Le Tchad était le deuxième pays le moins développé au Monde en 2022, selon l’Indice de Développement Humain (IDH) de l’ONU, et classé 167ème sur 180 pays dans l’Indice de perception de la corruption de Transparency international.

Elections «libres»

Le 20 avril 2021, une junte de 15 généraux proclame son chef, le général Mahamat Déby, 37 ans, Président de transition, à la mort de son père tué par des rebelles en se rendant sur le front.

Il promet aussitôt de rendre le pouvoir aux civils par des élections «libres» après une «transition» de 18 mois. Et de ne pas s’y présenter.

Mais 18 mois plus tard, sur recommandation d’un «Dialogue national» boycotté par la grande majorité de l’opposition et les plus puissants groupes rebelles, Mahamat Déby prolonge de deux ans et s’autorise à participer à la future présidentielle, troquant au passage l’uniforme contre une tenue civile.

«Au-delà de la forme de l’Etat, l’enjeu principal (du référendum) est de permettre au pouvoir de tester sa popularité et sa légitimité, qui sera déterminée par le taux de participation», analyse pour l’AFP Issa Job, professeur de droit à l’université de N’Djamena.

«La forme de l’Etat n’est pas la priorité», renchérit l’ancien président de la Ligue Tchadienne des Droits de l’Homme (LTDH) Enock Djondang, pour qui «tous ceux qui rejettent ce régime ne peuvent que voter contre ce qu’il propose».

L’opposition la plus radicale, dont une partie des ténors se sont exilés depuis la répression sanglante d’une manifestation le 20 octobre 2022, appelle au boycott de cette «mascarade».

Un «processus électoral solitaire» pour la «perpétuation d’un système dynastique», selon le Groupe de concertation des acteurs politiques (GCAP), plate-forme d’une vingtaine de partis.

«Massacre»

Le 20 octobre 2022, entre une centaine et plus de 300 personnes, selon l’opposition et les ONG nationales et internationales, ont été tuées par balles par les policiers et militaires, essentiellement à N’Djamena, lors d’une manifestation pour protester contre la prolongation de deux ans au pouvoir de Mahamat Déby.

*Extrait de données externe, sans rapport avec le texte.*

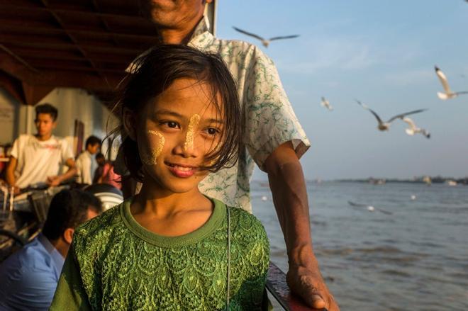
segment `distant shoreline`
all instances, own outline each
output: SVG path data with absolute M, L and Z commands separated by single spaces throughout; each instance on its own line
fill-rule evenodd
M 321 182 L 320 180 L 313 181 L 315 182 Z M 335 182 L 352 182 L 352 183 L 366 183 L 373 184 L 384 184 L 389 183 L 447 183 L 450 186 L 468 185 L 468 177 L 456 179 L 452 177 L 442 177 L 442 176 L 424 176 L 417 177 L 412 179 L 386 179 L 386 178 L 367 178 L 367 179 L 333 179 L 328 181 Z

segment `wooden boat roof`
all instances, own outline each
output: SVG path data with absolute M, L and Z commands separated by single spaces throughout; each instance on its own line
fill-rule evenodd
M 34 105 L 55 87 L 109 98 L 157 43 L 136 0 L 0 0 L 0 87 Z

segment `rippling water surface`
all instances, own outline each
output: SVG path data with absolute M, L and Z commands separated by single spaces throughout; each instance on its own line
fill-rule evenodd
M 316 255 L 342 310 L 468 310 L 468 186 L 307 187 Z M 252 200 L 268 233 L 272 260 L 286 271 L 267 183 L 252 183 Z M 348 200 L 393 215 L 353 208 Z

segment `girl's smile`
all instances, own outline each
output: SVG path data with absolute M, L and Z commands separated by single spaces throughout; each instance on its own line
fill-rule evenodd
M 169 170 L 176 177 L 189 178 L 192 176 L 197 171 L 198 167 L 187 166 L 184 164 L 176 164 L 165 162 L 165 164 L 169 166 Z

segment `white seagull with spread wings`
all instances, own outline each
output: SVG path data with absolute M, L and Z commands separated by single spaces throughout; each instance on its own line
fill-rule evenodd
M 450 86 L 448 85 L 448 81 L 447 80 L 447 77 L 445 77 L 445 74 L 437 66 L 435 66 L 434 68 L 435 69 L 435 74 L 437 74 L 437 77 L 439 78 L 439 80 L 440 81 L 442 86 L 444 88 L 445 91 L 445 93 L 437 92 L 437 96 L 439 96 L 439 98 L 445 101 L 447 99 L 455 98 L 461 94 L 468 94 L 468 91 L 464 91 L 462 92 L 452 92 L 450 89 Z
M 405 117 L 406 115 L 412 115 L 412 114 L 413 114 L 413 113 L 422 113 L 423 111 L 425 111 L 427 110 L 427 109 L 418 109 L 418 110 L 415 110 L 415 111 L 409 111 L 409 112 L 404 113 L 401 113 L 401 114 L 399 114 L 399 115 L 394 115 L 394 116 L 390 118 L 389 119 L 388 121 L 386 121 L 386 122 L 384 122 L 384 121 L 382 121 L 382 120 L 380 118 L 380 117 L 379 116 L 379 115 L 378 115 L 375 111 L 374 111 L 372 109 L 371 109 L 370 108 L 367 107 L 366 105 L 363 104 L 362 103 L 361 103 L 361 102 L 359 101 L 358 100 L 356 100 L 356 101 L 357 101 L 357 103 L 359 103 L 362 108 L 364 108 L 364 109 L 368 110 L 369 111 L 370 111 L 371 113 L 372 113 L 372 114 L 374 115 L 374 116 L 375 117 L 375 118 L 377 119 L 377 122 L 379 123 L 379 125 L 377 125 L 377 128 L 378 128 L 379 130 L 389 130 L 389 129 L 390 128 L 390 124 L 391 124 L 393 121 L 394 121 L 395 120 L 396 120 L 396 119 L 401 119 L 401 118 L 403 118 L 403 117 Z
M 418 128 L 413 120 L 407 117 L 401 118 L 403 122 L 406 122 L 410 127 L 405 129 L 405 132 L 408 135 L 413 136 L 415 134 L 423 134 L 426 138 L 430 138 L 430 133 L 423 128 Z
M 322 107 L 325 107 L 330 111 L 333 110 L 333 107 L 331 106 L 330 102 L 325 97 L 322 97 L 322 101 L 321 101 L 320 104 Z
M 386 215 L 392 215 L 393 214 L 393 213 L 391 213 L 391 212 L 389 212 L 388 210 L 382 210 L 382 209 L 380 209 L 380 208 L 374 208 L 372 205 L 366 205 L 366 204 L 355 203 L 351 202 L 351 201 L 347 201 L 347 203 L 349 205 L 350 205 L 351 206 L 355 207 L 355 208 L 366 208 L 366 209 L 367 210 L 369 210 L 369 212 L 375 212 L 377 210 L 377 212 L 383 213 L 384 214 L 386 214 Z
M 280 40 L 280 39 L 292 39 L 293 38 L 297 38 L 299 36 L 299 35 L 283 35 L 280 37 L 273 37 L 270 38 L 269 39 L 265 39 L 264 38 L 262 38 L 258 35 L 255 35 L 255 33 L 249 33 L 245 30 L 243 30 L 242 29 L 239 29 L 237 27 L 233 27 L 234 29 L 235 29 L 239 33 L 243 33 L 244 35 L 250 35 L 251 37 L 255 38 L 260 41 L 262 41 L 262 44 L 263 45 L 264 47 L 268 47 L 268 45 L 269 45 L 269 43 L 271 41 L 275 40 Z

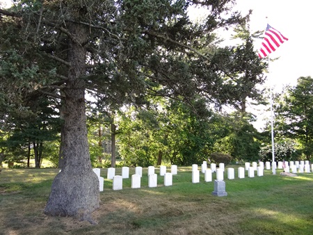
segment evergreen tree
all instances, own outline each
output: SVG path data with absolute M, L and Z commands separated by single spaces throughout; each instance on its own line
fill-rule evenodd
M 45 213 L 93 222 L 90 216 L 99 206 L 99 181 L 87 140 L 86 91 L 134 103 L 147 92 L 186 102 L 197 93 L 212 102 L 223 100 L 221 94 L 232 99 L 236 90 L 223 89 L 232 56 L 214 40 L 214 30 L 246 20 L 238 13 L 230 14 L 234 3 L 22 0 L 9 11 L 0 9 L 3 118 L 26 112 L 24 98 L 33 92 L 62 105 L 64 163 Z M 189 21 L 190 5 L 208 9 L 204 24 Z

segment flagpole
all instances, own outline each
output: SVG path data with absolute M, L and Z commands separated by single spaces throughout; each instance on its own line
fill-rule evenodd
M 271 70 L 269 70 L 270 65 L 270 56 L 268 56 L 268 75 L 270 74 Z M 272 79 L 270 78 L 271 86 L 270 86 L 270 102 L 271 102 L 271 133 L 272 138 L 272 173 L 273 175 L 276 175 L 276 168 L 275 162 L 275 145 L 274 145 L 274 127 L 273 127 L 273 82 Z
M 266 19 L 268 17 L 266 17 Z M 268 59 L 268 76 L 271 70 L 269 70 L 270 57 L 269 54 L 276 50 L 284 42 L 287 41 L 288 38 L 284 37 L 280 32 L 271 27 L 268 23 L 264 32 L 264 37 L 262 43 L 261 48 L 259 49 L 259 57 L 262 58 L 267 56 Z M 275 162 L 275 147 L 274 147 L 274 128 L 273 128 L 273 79 L 271 82 L 271 129 L 272 137 L 272 172 L 273 175 L 276 174 L 276 165 Z

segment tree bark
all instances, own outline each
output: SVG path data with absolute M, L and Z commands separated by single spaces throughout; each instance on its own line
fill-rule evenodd
M 67 24 L 74 40 L 69 42 L 71 64 L 65 88 L 65 136 L 61 172 L 52 184 L 45 213 L 51 216 L 73 216 L 90 222 L 90 215 L 99 203 L 99 180 L 93 172 L 89 156 L 85 111 L 86 50 L 82 46 L 88 31 L 79 24 Z

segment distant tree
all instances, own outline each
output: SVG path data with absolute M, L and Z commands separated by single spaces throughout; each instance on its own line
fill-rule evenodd
M 274 103 L 277 138 L 296 140 L 307 160 L 313 154 L 313 79 L 301 76 L 297 85 L 288 87 Z
M 215 142 L 214 151 L 230 154 L 233 160 L 257 160 L 262 136 L 250 123 L 251 119 L 252 116 L 242 117 L 240 111 L 224 115 L 220 124 L 227 127 Z
M 234 92 L 223 90 L 229 54 L 217 53 L 214 31 L 247 19 L 230 13 L 234 3 L 22 0 L 10 10 L 0 9 L 4 116 L 26 111 L 23 98 L 34 92 L 62 101 L 63 163 L 47 214 L 93 222 L 90 216 L 99 206 L 99 181 L 91 169 L 87 140 L 86 90 L 113 97 L 118 90 L 131 102 L 147 92 L 185 101 L 200 92 L 211 102 L 222 93 L 232 99 Z M 190 22 L 190 5 L 209 10 L 203 24 Z M 209 51 L 202 53 L 203 48 Z

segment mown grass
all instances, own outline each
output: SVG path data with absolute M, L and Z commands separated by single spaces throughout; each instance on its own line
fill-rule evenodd
M 3 169 L 0 175 L 0 234 L 312 234 L 313 173 L 296 177 L 264 171 L 263 177 L 224 179 L 227 197 L 211 195 L 214 182 L 192 184 L 191 168 L 179 168 L 173 185 L 113 191 L 106 179 L 97 225 L 43 214 L 57 169 Z M 106 169 L 101 175 L 106 178 Z M 120 175 L 121 169 L 116 169 Z M 134 173 L 130 169 L 129 175 Z M 156 169 L 156 173 L 159 173 Z M 215 175 L 214 174 L 214 179 Z M 74 200 L 73 198 L 73 200 Z

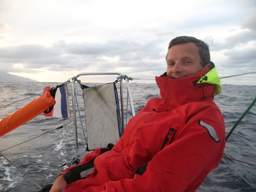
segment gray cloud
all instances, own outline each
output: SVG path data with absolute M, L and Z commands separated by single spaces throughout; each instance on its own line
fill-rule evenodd
M 113 40 L 102 43 L 66 44 L 60 41 L 49 48 L 37 45 L 1 48 L 0 63 L 5 66 L 2 71 L 21 72 L 25 69 L 42 68 L 61 71 L 92 67 L 108 71 L 117 67 L 144 72 L 157 70 L 159 65 L 165 68 L 165 55 L 162 52 L 162 48 L 157 40 L 144 43 Z M 110 61 L 113 57 L 118 57 L 119 60 Z M 163 63 L 158 63 L 160 59 Z M 16 63 L 22 64 L 24 68 L 13 68 Z
M 236 67 L 252 67 L 256 69 L 256 48 L 242 50 L 232 50 L 224 53 L 230 63 L 236 65 Z
M 0 58 L 42 58 L 59 54 L 57 49 L 38 45 L 22 45 L 0 48 Z

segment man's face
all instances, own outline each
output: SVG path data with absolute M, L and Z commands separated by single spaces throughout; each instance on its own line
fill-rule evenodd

N’Djamena n’en reconnaît qu’une cinquantaine, dont six membres des forces de sécurité.

Jeudi, le pouvoir a amnistié «tous les civils et militaires» impliqués dans les «événements» du 20 octobre 2022, invoquant une «volonté de réconciliation nationale». L’opposition, elle, s’est insurgée contre une loi d’amnistie générale destinée à «soustraire à la justice les policiers et militaires auteurs d’un massacre».

Toute manifestation hostile au pouvoir est systématiquement interdite depuis un an, à l’exception récente de celle de l’un des principaux opposants, Succès Masra, revenu d’exil après avoir signé un «accord de réconciliation» avec Mahamat Déby.

Le 13 octobre, l’ONG Human Rights Watch (HRW) s’est inquiétée de «tentatives de limiter la dissidence politique avant le référendum». «Pour qu’il ait une quelconque légitimité, les partis d’opposition et leurs dirigeants doivent se sentir libres de se réunir et faire campagne. Dans le cas contraire, le référendum risque d’être perçu comme un moyen de transformer le gouvernement de transition en un gouvernement permanent», a jugé l’ONG internationale.